As firmas que controlam a produção controlam também o consumo, que é uma função de renda e do crédito. Dessa maneira, subir na escala de consumo torna-se, paradoxalmente, um dos objetivos da "expectativa de ascensão", esse novo tipo de ethos imposto ao cidadão comum por aqueles que acumulam cada vez mais, "supranacionalmente", os benefícios do trabalho de todos.

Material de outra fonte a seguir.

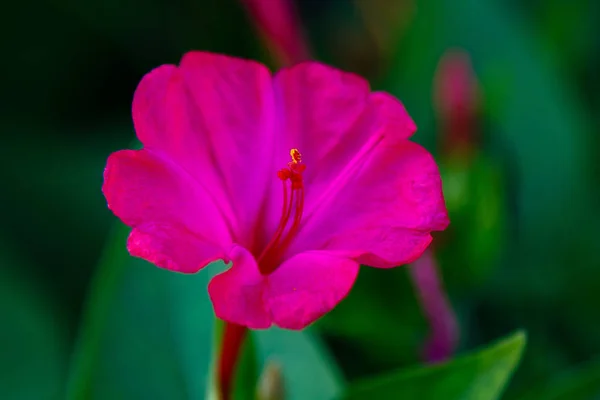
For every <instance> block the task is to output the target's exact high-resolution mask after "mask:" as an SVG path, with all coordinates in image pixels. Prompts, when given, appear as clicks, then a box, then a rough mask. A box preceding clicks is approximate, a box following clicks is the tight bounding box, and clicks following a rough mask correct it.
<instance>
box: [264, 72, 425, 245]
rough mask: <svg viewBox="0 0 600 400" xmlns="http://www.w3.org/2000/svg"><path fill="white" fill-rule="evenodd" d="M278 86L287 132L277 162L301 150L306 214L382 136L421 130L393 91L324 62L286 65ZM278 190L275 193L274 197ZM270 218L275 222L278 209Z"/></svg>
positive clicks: (277, 194)
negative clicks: (288, 65) (340, 70)
mask: <svg viewBox="0 0 600 400" xmlns="http://www.w3.org/2000/svg"><path fill="white" fill-rule="evenodd" d="M275 91H276V95H277V99H278V102H279V103H281V105H282V106H281V118H282V125H283V128H282V130H283V131H284V132H285V135H284V136H283V138H282V139H281V140H279V141H278V144H277V146H278V149H279V150H277V157H279V159H278V161H277V162H278V165H285V164H284V163H285V162H286V161H287V160H286V159H285V157H286V156H287V154H288V153H287V151H288V150H289V149H290V148H298V149H299V150H300V152H301V153H302V157H303V162H304V164H305V165H306V171H305V172H304V174H303V175H304V183H305V196H306V210H305V213H306V214H307V215H308V214H311V212H312V211H311V209H312V208H313V207H316V206H318V205H319V204H320V203H321V202H322V198H323V196H324V195H325V196H326V195H327V193H328V192H329V191H330V190H331V187H332V182H334V181H335V180H338V179H339V178H340V175H342V174H344V172H347V171H348V170H352V169H355V168H356V167H357V166H358V165H359V163H360V162H362V159H363V158H364V156H365V154H368V153H369V151H370V149H371V148H372V147H374V144H377V143H378V141H379V140H380V139H382V138H383V137H384V136H385V137H386V140H387V141H388V142H390V143H391V142H397V141H401V140H405V139H407V138H408V137H410V136H411V135H412V134H413V133H414V132H415V130H416V126H415V124H414V122H413V121H412V119H411V118H410V116H409V115H408V113H407V112H406V110H405V108H404V106H403V105H402V103H401V102H400V101H398V100H397V99H395V98H394V97H393V96H391V95H389V94H387V93H382V92H381V93H380V92H376V93H370V92H369V85H368V82H367V81H366V80H365V79H363V78H361V77H360V76H358V75H355V74H351V73H347V72H343V71H340V70H337V69H334V68H331V67H328V66H326V65H323V64H320V63H315V62H307V63H301V64H298V65H296V66H294V67H291V68H287V69H283V70H281V71H280V72H279V73H277V75H276V76H275ZM277 195H278V193H277V192H273V193H272V197H273V198H275V199H277V198H278V197H277ZM271 209H275V207H271ZM270 218H271V221H276V220H277V219H276V218H277V214H276V213H275V214H274V215H271V216H270ZM304 249H310V247H305V248H304ZM313 249H314V247H313Z"/></svg>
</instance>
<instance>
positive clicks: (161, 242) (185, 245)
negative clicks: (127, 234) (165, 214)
mask: <svg viewBox="0 0 600 400" xmlns="http://www.w3.org/2000/svg"><path fill="white" fill-rule="evenodd" d="M127 250H128V251H129V254H131V255H132V256H134V257H140V258H143V259H144V260H147V261H150V262H151V263H152V264H154V265H156V266H157V267H160V268H165V269H168V270H171V271H175V272H182V273H186V274H193V273H196V272H198V270H199V269H201V268H203V267H205V266H206V265H208V264H210V263H211V262H213V261H216V260H219V259H222V258H224V257H225V253H224V252H223V249H222V248H221V247H219V246H217V245H215V244H214V243H211V242H209V241H206V240H203V239H200V238H198V237H197V236H195V235H193V234H192V233H191V232H189V231H187V230H185V229H183V228H182V227H176V226H173V225H158V224H145V225H142V226H140V227H137V228H134V229H133V230H132V231H131V234H130V235H129V238H128V239H127Z"/></svg>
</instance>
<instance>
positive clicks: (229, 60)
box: [133, 52, 277, 247]
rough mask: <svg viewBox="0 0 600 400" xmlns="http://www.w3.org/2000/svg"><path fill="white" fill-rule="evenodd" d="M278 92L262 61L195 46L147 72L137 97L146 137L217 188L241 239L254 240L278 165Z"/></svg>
mask: <svg viewBox="0 0 600 400" xmlns="http://www.w3.org/2000/svg"><path fill="white" fill-rule="evenodd" d="M274 104H275V99H274V95H273V86H272V80H271V75H270V72H269V71H268V70H267V68H266V67H265V66H263V65H261V64H259V63H256V62H253V61H248V60H242V59H237V58H233V57H228V56H223V55H218V54H211V53H204V52H190V53H187V54H186V55H185V56H184V57H183V59H182V60H181V63H180V66H179V67H175V66H172V65H165V66H162V67H159V68H157V69H155V70H153V71H151V72H150V73H149V74H147V75H146V76H145V77H144V78H143V79H142V81H141V82H140V84H139V86H138V88H137V90H136V92H135V96H134V101H133V119H134V123H135V128H136V132H137V135H138V138H139V139H140V141H141V142H142V143H143V144H144V147H145V148H147V149H151V150H155V151H159V152H161V153H162V154H164V155H165V156H166V157H168V158H169V159H170V160H171V161H172V162H174V163H176V164H177V165H178V166H180V167H181V168H182V169H183V170H184V171H186V172H187V173H189V174H190V175H191V176H192V177H194V178H195V179H196V180H197V181H198V182H199V184H200V185H201V186H203V187H204V189H205V190H206V191H207V192H209V193H210V194H211V196H213V198H214V199H215V203H216V204H217V206H218V207H219V208H220V210H221V215H222V217H223V218H224V219H225V220H226V221H227V223H228V224H229V225H230V226H231V228H232V234H233V235H234V239H235V241H236V242H237V243H240V244H243V245H245V246H248V247H252V245H253V244H252V241H253V240H256V237H255V236H256V235H254V231H255V228H256V225H257V224H258V215H259V212H260V209H261V207H262V205H263V204H264V203H265V194H266V193H267V190H266V189H267V186H268V185H270V184H272V178H273V177H274V176H275V174H276V172H277V171H276V168H275V167H274V166H273V162H272V158H273V146H274V133H275V127H274V124H275V111H274V110H275V105H274Z"/></svg>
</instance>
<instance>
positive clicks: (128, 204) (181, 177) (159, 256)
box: [102, 150, 231, 272]
mask: <svg viewBox="0 0 600 400" xmlns="http://www.w3.org/2000/svg"><path fill="white" fill-rule="evenodd" d="M102 191H103V192H104V195H105V197H106V200H107V202H108V206H109V208H110V209H111V210H112V211H113V212H114V213H115V214H116V215H117V216H118V217H119V218H120V219H121V220H122V221H123V222H124V223H125V224H127V225H129V226H131V227H133V228H135V229H134V231H133V232H132V234H131V236H130V238H129V241H128V248H129V250H130V252H131V254H132V255H135V256H138V257H142V258H144V259H146V260H148V261H151V262H153V263H155V264H157V265H158V266H159V267H163V268H167V269H172V270H175V271H180V272H196V271H197V270H198V269H200V268H202V267H204V266H205V265H206V264H207V263H208V262H210V261H212V260H213V259H215V258H219V257H221V256H222V255H223V250H222V249H223V246H228V244H229V243H231V238H230V235H229V231H228V229H227V226H226V225H225V224H224V223H223V218H222V217H221V216H220V213H219V210H218V209H217V208H216V206H215V205H214V203H213V201H212V200H211V198H210V196H208V194H207V193H206V192H204V190H203V189H202V188H201V187H199V185H198V184H197V183H196V182H195V181H194V180H192V179H191V178H190V177H189V176H188V175H187V174H185V173H184V172H182V171H181V170H180V169H179V168H178V167H177V166H176V165H174V164H173V163H171V162H169V161H168V160H167V159H164V158H162V157H160V156H158V155H156V154H153V153H152V152H149V151H147V150H138V151H134V150H123V151H119V152H117V153H113V154H112V155H111V156H110V157H109V159H108V162H107V165H106V169H105V171H104V185H103V187H102Z"/></svg>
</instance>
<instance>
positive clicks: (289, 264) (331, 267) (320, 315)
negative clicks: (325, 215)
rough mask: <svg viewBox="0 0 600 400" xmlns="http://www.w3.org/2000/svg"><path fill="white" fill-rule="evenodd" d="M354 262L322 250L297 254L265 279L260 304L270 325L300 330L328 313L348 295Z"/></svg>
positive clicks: (355, 269)
mask: <svg viewBox="0 0 600 400" xmlns="http://www.w3.org/2000/svg"><path fill="white" fill-rule="evenodd" d="M358 269H359V265H358V263H357V262H356V261H353V260H350V259H348V258H342V257H339V256H337V255H335V254H333V253H329V252H325V251H310V252H305V253H301V254H298V255H296V256H294V257H292V258H290V259H289V260H287V261H286V262H284V263H283V264H282V265H280V266H279V268H277V269H276V270H275V272H273V273H272V274H271V275H269V276H268V286H267V288H266V290H265V295H264V301H265V305H266V307H267V309H269V311H270V313H271V316H272V319H273V322H274V323H275V324H276V325H277V326H279V327H281V328H285V329H302V328H304V327H306V326H307V325H309V324H311V323H312V322H314V321H316V320H317V319H318V318H320V317H321V316H323V315H324V314H326V313H327V312H329V311H331V310H332V309H333V308H334V307H335V306H336V305H337V304H338V303H339V302H340V301H341V300H342V299H343V298H344V297H346V295H347V294H348V293H349V292H350V289H351V288H352V285H353V284H354V281H355V280H356V277H357V275H358Z"/></svg>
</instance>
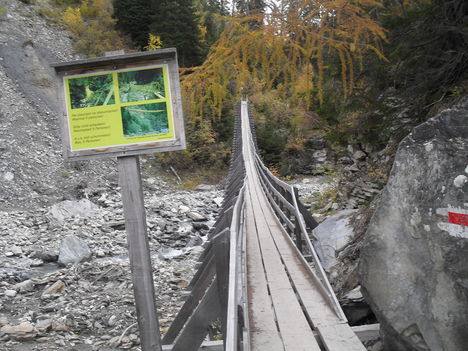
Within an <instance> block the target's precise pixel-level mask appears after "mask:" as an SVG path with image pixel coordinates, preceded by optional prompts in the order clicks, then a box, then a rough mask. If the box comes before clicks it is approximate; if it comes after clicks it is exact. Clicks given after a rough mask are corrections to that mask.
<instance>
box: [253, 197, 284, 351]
mask: <svg viewBox="0 0 468 351" xmlns="http://www.w3.org/2000/svg"><path fill="white" fill-rule="evenodd" d="M246 241H247V242H246V249H247V252H248V254H247V295H248V311H249V326H250V344H251V349H252V350H259V351H260V350H272V351H276V350H278V351H279V350H281V351H283V350H284V347H283V342H282V341H281V337H280V335H279V331H278V329H277V327H276V323H275V319H276V317H275V313H274V310H273V309H272V301H271V297H270V295H269V293H268V286H267V281H266V276H265V271H264V267H263V261H262V256H261V251H260V246H259V244H258V237H257V233H256V226H255V221H254V219H253V216H252V213H251V211H250V208H249V204H246Z"/></svg>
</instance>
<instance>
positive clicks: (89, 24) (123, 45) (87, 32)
mask: <svg viewBox="0 0 468 351" xmlns="http://www.w3.org/2000/svg"><path fill="white" fill-rule="evenodd" d="M62 21H63V24H64V25H65V27H66V28H67V29H68V30H69V31H70V33H71V34H72V36H73V39H74V46H75V49H76V50H77V51H78V52H80V53H84V54H86V55H88V56H89V57H96V56H101V55H103V54H104V52H106V51H112V50H118V49H122V48H123V46H124V44H123V41H122V38H121V35H120V34H119V33H118V32H117V31H116V30H115V28H114V25H115V19H113V18H112V3H111V1H110V0H82V1H81V3H80V4H79V6H77V7H67V8H66V9H65V11H64V14H63V17H62Z"/></svg>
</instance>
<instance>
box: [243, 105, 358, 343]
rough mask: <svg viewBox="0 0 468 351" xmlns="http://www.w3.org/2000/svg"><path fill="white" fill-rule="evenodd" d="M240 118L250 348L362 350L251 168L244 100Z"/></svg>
mask: <svg viewBox="0 0 468 351" xmlns="http://www.w3.org/2000/svg"><path fill="white" fill-rule="evenodd" d="M241 116H242V138H243V156H244V162H245V167H246V190H245V191H246V193H245V194H246V195H245V217H246V218H245V227H246V228H245V229H246V241H247V294H248V315H249V326H250V347H251V350H254V351H263V350H265V351H276V350H285V351H288V350H291V351H292V350H294V351H301V350H304V351H305V350H310V351H320V350H328V351H365V347H364V346H363V345H362V343H361V342H360V341H359V339H358V338H357V336H356V335H355V334H354V332H353V331H352V329H351V328H350V327H349V325H348V324H347V322H346V321H343V320H342V319H340V318H339V317H338V316H337V315H336V313H335V311H334V310H333V308H332V307H331V306H330V304H329V303H328V302H327V301H326V299H325V298H324V297H323V295H322V294H321V293H320V289H319V287H318V286H317V282H316V281H315V280H314V279H312V274H311V272H310V267H309V266H308V264H307V262H306V261H305V260H304V258H303V257H302V256H301V255H300V253H299V252H298V250H297V248H296V247H295V246H294V244H293V242H292V240H291V238H290V237H289V236H288V235H287V233H286V232H285V230H284V229H283V227H282V225H281V223H280V222H279V221H278V219H277V217H276V216H275V214H274V212H273V210H272V208H271V207H270V204H269V203H268V200H267V198H266V195H265V194H264V192H263V191H262V187H261V184H260V179H259V175H258V173H257V171H256V167H255V151H254V148H253V146H252V144H251V143H250V140H251V133H250V123H249V119H248V111H247V103H245V102H243V103H242V107H241Z"/></svg>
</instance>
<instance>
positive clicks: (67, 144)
mask: <svg viewBox="0 0 468 351" xmlns="http://www.w3.org/2000/svg"><path fill="white" fill-rule="evenodd" d="M51 66H52V67H53V68H54V69H55V73H56V79H57V96H58V101H59V104H60V106H59V108H60V125H61V135H62V140H63V155H64V158H65V159H66V160H86V159H96V158H107V157H120V156H133V155H139V154H149V153H155V152H163V151H176V150H183V149H185V148H186V146H185V131H184V122H183V113H182V99H181V95H180V82H179V67H178V64H177V51H176V49H174V48H169V49H161V50H155V51H148V52H143V53H131V54H123V55H116V56H107V57H99V58H94V59H85V60H78V61H72V62H64V63H54V64H52V65H51ZM151 69H153V71H156V70H160V72H161V76H162V72H164V75H163V76H164V78H163V79H164V83H163V86H164V89H165V92H166V93H165V94H164V93H162V94H159V95H156V97H153V100H150V101H149V102H152V104H151V103H145V101H141V103H142V105H138V106H133V107H135V108H133V110H136V111H140V112H141V111H143V110H141V109H140V110H137V107H139V106H143V105H146V108H148V109H149V107H148V106H150V105H151V106H158V107H159V106H162V108H163V109H162V110H154V111H151V110H150V111H149V112H155V113H156V112H158V113H160V114H161V113H162V114H163V118H164V116H166V117H167V118H166V119H167V126H166V125H165V126H164V127H165V128H164V129H161V130H156V129H155V130H153V131H151V130H150V131H149V133H146V134H145V133H141V135H136V136H134V135H124V130H125V127H122V125H124V122H123V117H122V115H123V113H124V112H123V111H124V109H125V108H128V109H130V107H131V106H130V107H129V106H124V105H125V104H123V103H122V102H121V101H120V100H122V101H124V100H123V99H122V95H121V93H120V94H119V93H118V91H119V90H118V89H119V84H120V83H119V82H115V81H116V77H117V76H119V77H120V74H122V73H125V72H129V71H131V72H143V71H145V70H147V71H148V72H149V71H150V70H151ZM80 77H83V78H88V79H89V77H112V79H113V80H114V83H113V86H114V87H117V88H116V89H117V91H115V89H114V92H115V93H113V92H112V91H110V93H109V96H107V98H106V99H105V102H104V103H103V102H102V101H101V103H100V104H101V105H102V104H104V105H107V103H108V101H109V97H110V96H111V94H114V95H113V96H112V103H113V104H114V105H112V106H111V105H110V104H109V105H107V106H104V107H105V108H107V111H104V112H102V111H103V108H104V107H103V106H101V105H100V106H97V105H91V106H90V107H87V106H85V107H82V106H81V105H80V106H73V102H72V98H71V97H70V96H71V89H72V88H71V83H70V82H71V81H72V80H73V79H75V78H78V79H79V78H80ZM109 79H111V78H109ZM86 88H87V89H88V91H89V88H88V87H86ZM112 89H113V88H112ZM91 93H92V92H90V94H91ZM158 99H159V100H158ZM136 103H138V102H133V105H135V104H136ZM127 105H128V104H127ZM109 108H111V110H109ZM152 108H153V107H152ZM153 109H154V108H153ZM161 111H162V112H161ZM164 111H165V112H164ZM164 113H165V114H164ZM105 114H108V115H109V116H110V115H112V116H113V117H112V120H113V121H117V122H118V123H114V122H112V123H113V124H108V125H106V123H110V122H106V118H107V116H105ZM72 116H73V117H72ZM80 116H81V117H80ZM116 116H120V117H118V118H117V117H116ZM158 116H159V115H158ZM72 118H73V119H72ZM78 119H81V120H83V119H89V121H90V123H87V121H84V122H83V121H80V122H75V120H78ZM119 119H120V120H119ZM94 122H98V123H94ZM119 123H120V124H121V125H119V126H117V125H116V124H119ZM73 124H74V125H73ZM111 128H112V130H113V134H112V136H113V138H114V139H113V140H112V142H109V140H110V137H109V135H111V133H108V134H102V131H101V130H100V129H108V130H109V129H111ZM93 133H101V134H96V135H94V137H93ZM119 133H120V134H119ZM114 134H119V135H115V136H114ZM77 135H84V138H86V139H85V140H86V142H84V143H83V145H84V146H81V147H80V143H81V138H82V137H81V136H80V137H77ZM101 136H103V137H104V138H103V141H102V142H101V141H100V140H99V137H101ZM106 137H107V139H106ZM77 140H78V141H77ZM90 140H91V141H94V142H95V143H94V144H92V143H90V142H89V141H90ZM122 140H125V141H124V142H121V141H122ZM106 141H107V144H106ZM127 141H128V142H127ZM100 142H101V144H99V143H100ZM96 143H97V144H99V145H97V144H96Z"/></svg>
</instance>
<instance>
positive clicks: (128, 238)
mask: <svg viewBox="0 0 468 351" xmlns="http://www.w3.org/2000/svg"><path fill="white" fill-rule="evenodd" d="M118 164H119V184H120V187H121V191H122V202H123V208H124V216H125V229H126V231H127V242H128V251H129V256H130V268H131V270H132V282H133V291H134V295H135V304H136V310H137V318H138V328H139V331H140V339H141V348H142V350H143V351H154V350H161V337H160V334H159V321H158V315H157V311H156V300H155V296H154V282H153V269H152V265H151V256H150V251H149V244H148V235H147V229H146V212H145V206H144V202H143V191H142V184H141V176H140V163H139V159H138V156H127V157H119V158H118Z"/></svg>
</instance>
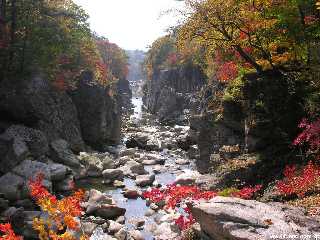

Defender o "consumismo" pode ser uma hábil manobra política ou uma forma de oportunismo sofisticado, com o qual provavelmente se pode conquistar o povo e ganhar o poder, sem contudo mudar fundamentalmente a estrutura do poder - isto é, sem colocar o povo no poder. Como Paulo Freire (1968, p. 61) salientou de forma tão sagaz o problema da pobreza não é uma questão de integrar a população pobre em uma estrutura opressiva, a fim de que possa tornar-se mais parecido com o opressor, mas, sim, de transformar essa estrutura, de maneira que cada indivíduo seja o que é.